Rabbi Nathan cited a verse from the story of the prophet Samuel to teach a lesson about the proper order of blessings and meals. The verse reads: "As soon as you enter the town, you will find him before he ascends the mount to eat; for the people will not eat until he comes, for he will first bless the offering" (1 Samuel 9:13).
The context is the story of young Saul, sent by his father to find lost donkeys, who encounters Samuel for the first time. The townspeople explain to Saul that Samuel must arrive and bless the sacrifice before anyone can begin eating. No one touches the food until the prophet pronounces the blessing.
Rabbi Nathan drew from this narrative a principle about the centrality of blessing before eating. In Jewish practice, no food may be consumed before a berakhah, a blessing, is recited over it. The verse from Samuel shows that this was not merely a later rabbinic innovation but a practice rooted in the earliest days of Israelite worship. Even in the era of the Judges and early prophets, the community waited for the blessing before the meal.

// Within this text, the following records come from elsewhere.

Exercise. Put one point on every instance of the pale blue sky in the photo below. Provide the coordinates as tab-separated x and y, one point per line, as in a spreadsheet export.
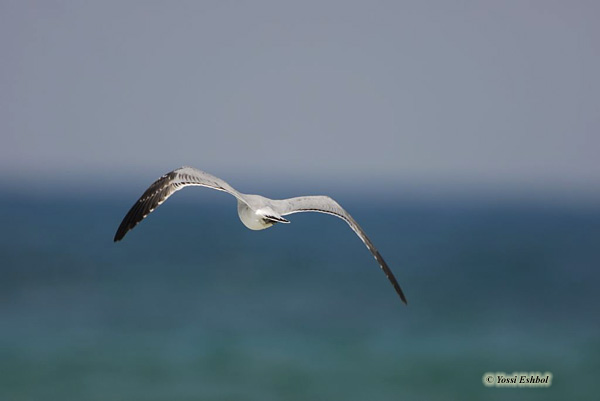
503	93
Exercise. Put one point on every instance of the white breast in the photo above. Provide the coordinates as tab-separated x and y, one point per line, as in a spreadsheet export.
251	219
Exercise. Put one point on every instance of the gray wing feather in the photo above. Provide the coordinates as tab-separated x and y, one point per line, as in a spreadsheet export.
166	186
324	204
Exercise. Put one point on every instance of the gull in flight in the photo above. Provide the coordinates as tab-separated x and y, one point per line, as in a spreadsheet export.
255	211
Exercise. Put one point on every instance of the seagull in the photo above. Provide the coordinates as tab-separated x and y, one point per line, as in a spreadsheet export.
256	212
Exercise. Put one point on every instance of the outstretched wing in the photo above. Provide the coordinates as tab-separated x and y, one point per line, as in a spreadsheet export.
324	204
166	186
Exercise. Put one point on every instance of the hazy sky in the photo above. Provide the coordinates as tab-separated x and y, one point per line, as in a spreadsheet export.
504	92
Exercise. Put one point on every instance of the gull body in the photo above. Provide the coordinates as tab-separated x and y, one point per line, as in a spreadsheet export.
256	212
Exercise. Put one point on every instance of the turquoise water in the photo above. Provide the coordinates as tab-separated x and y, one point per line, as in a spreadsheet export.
192	305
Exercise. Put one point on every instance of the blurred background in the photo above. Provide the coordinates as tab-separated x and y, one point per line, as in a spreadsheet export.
462	136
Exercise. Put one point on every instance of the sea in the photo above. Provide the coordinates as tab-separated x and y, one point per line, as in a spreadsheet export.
191	305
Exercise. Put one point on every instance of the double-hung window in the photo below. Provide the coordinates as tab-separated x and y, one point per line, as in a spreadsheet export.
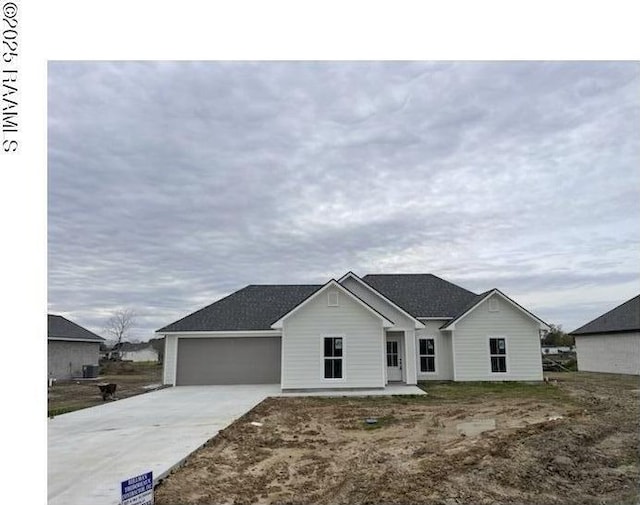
427	352
498	354
333	357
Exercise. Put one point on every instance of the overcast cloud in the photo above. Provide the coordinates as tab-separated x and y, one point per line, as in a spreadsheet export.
173	184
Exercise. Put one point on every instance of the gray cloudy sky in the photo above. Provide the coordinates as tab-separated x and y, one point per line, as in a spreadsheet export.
173	184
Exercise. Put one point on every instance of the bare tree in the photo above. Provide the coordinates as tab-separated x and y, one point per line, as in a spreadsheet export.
119	324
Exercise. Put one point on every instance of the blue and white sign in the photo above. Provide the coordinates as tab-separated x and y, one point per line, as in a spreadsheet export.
138	490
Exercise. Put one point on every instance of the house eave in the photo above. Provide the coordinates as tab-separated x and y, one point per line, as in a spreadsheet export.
66	339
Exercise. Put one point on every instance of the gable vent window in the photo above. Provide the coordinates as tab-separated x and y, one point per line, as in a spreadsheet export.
498	353
427	355
333	357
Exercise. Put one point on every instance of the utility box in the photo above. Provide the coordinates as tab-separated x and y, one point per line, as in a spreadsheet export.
90	371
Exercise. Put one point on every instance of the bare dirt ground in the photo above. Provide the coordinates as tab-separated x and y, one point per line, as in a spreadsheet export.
315	450
131	380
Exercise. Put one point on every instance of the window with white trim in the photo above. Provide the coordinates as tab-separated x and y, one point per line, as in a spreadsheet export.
333	357
427	353
498	355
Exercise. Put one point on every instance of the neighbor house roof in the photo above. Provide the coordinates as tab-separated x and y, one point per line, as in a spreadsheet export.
623	318
255	307
422	295
61	328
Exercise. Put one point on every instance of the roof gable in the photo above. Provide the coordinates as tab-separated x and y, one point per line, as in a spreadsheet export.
254	307
351	275
623	318
450	325
422	295
335	284
60	328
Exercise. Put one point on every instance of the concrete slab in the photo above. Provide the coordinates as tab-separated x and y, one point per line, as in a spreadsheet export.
91	451
391	389
473	428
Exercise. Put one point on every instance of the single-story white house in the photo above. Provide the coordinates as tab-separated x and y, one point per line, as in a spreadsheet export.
355	333
555	349
70	347
611	343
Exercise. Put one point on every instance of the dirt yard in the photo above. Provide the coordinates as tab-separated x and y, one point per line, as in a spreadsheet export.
131	379
572	442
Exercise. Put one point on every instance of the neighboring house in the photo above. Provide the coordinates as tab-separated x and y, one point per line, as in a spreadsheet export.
355	333
611	342
70	347
143	351
553	349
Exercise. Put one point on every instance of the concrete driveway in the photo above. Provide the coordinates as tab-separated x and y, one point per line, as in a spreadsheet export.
91	451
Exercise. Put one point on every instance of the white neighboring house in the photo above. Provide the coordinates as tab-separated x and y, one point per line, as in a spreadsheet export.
611	343
70	347
554	349
355	333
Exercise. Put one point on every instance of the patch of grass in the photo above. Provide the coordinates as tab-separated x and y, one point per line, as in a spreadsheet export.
57	411
469	391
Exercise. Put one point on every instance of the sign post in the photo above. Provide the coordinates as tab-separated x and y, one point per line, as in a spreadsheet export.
138	490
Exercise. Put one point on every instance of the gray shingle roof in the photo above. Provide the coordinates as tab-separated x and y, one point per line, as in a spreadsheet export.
59	327
623	318
422	295
255	307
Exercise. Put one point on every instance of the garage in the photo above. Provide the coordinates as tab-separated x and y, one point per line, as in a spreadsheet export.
239	360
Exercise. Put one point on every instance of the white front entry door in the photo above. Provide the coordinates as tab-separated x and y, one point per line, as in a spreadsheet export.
394	359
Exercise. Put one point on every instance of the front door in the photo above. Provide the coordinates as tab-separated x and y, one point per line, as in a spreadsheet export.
394	359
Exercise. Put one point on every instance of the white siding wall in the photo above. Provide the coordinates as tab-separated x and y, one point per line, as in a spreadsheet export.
302	351
471	344
444	359
616	353
401	323
170	357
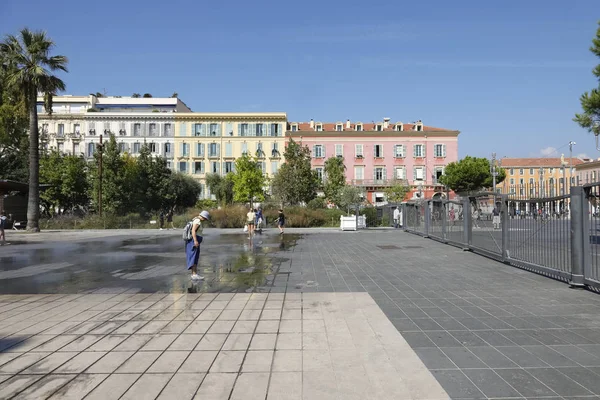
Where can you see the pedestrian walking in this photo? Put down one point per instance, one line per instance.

The teaching also highlights the role of the spiritual leader in communal meals. The people did not simply bless the food themselves and begin eating. They waited for Samuel, the prophet and judge, to perform the blessing. This suggests a communal dimension to the act of eating, one in which the meal becomes a sacred occasion only when properly initiated by someone of spiritual authority. Food in Jewish thought is never merely physical sustenance. It is an opportunity for sanctification.